Sisters in and out of love.
Meghann Dontess is a high-powered matrimonial lawyer in Seattle who prefers sex with strangers to emotional intimacy: a strategy bound to backfire sooner or later, warns her tough-talking shrink. It’s advice Meghann decides to ignore, along with the memories of her difficult childhood, neglectful mother, and younger sister. Though she managed to reunite Claire with Sam Cavenaugh (her father but not Meghann’s) when her mother abandoned both girls long ago, Meghann still feels guilty that her sister’s life doesn’t measure up, at least on her terms. Never married, Claire ekes out a living running a country campground with her dad and is raising her six-year-old daughter on her own.
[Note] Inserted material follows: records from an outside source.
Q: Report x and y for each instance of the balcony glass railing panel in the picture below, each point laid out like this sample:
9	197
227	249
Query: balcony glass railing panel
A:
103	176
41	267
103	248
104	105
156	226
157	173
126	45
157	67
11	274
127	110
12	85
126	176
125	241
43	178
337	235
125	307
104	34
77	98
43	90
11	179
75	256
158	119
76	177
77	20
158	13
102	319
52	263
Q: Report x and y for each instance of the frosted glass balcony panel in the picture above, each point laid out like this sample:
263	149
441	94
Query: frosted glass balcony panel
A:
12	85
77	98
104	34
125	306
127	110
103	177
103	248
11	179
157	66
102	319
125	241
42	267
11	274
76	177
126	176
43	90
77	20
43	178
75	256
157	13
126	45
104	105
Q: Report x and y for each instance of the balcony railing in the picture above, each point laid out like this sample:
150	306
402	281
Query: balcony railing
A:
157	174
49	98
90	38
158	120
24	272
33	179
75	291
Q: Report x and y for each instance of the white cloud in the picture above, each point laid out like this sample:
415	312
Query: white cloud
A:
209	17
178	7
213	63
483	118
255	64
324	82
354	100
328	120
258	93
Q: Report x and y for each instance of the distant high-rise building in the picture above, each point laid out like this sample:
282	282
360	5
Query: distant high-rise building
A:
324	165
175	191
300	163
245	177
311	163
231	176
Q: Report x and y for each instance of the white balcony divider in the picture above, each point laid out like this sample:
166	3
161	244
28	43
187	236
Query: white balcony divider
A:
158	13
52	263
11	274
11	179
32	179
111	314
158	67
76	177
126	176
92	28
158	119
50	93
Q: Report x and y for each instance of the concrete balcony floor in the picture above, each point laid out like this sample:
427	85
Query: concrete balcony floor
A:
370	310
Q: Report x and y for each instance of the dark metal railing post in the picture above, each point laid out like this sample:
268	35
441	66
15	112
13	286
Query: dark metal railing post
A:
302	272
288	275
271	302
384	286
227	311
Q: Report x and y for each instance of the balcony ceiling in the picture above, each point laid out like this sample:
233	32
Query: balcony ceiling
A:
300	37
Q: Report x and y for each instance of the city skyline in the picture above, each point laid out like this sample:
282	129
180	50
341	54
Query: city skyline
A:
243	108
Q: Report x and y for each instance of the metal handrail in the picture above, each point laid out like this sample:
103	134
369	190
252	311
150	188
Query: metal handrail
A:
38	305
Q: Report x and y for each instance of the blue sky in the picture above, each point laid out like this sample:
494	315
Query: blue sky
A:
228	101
When she falls in love for the first time with an up-and-coming country musician, Meghann is appalled: Bobby Austin is a three-time loser at marriage—how on earth can Claire be so blind? Bobby’s blunt explanation doesn’t exactly satisfy the concerned big sister, who busies herself planning Claire’s dream wedding anyway. And, to relieve the stress, she beds various guys she picks up in bars, including Dr. Joe Wyatt, a neurosurgeon turned homeless drifter after the demise of his beloved wife Diane (whom he euthanized). When Claire’s awful headache turns out to be a kind of brain tumor known among neurologists as a “terminator,” Joe rallies. Turns out that Claire had befriended his wife on her deathbed, and now in turn he must try to save her. Is it too late? Will Meghann find true love at last?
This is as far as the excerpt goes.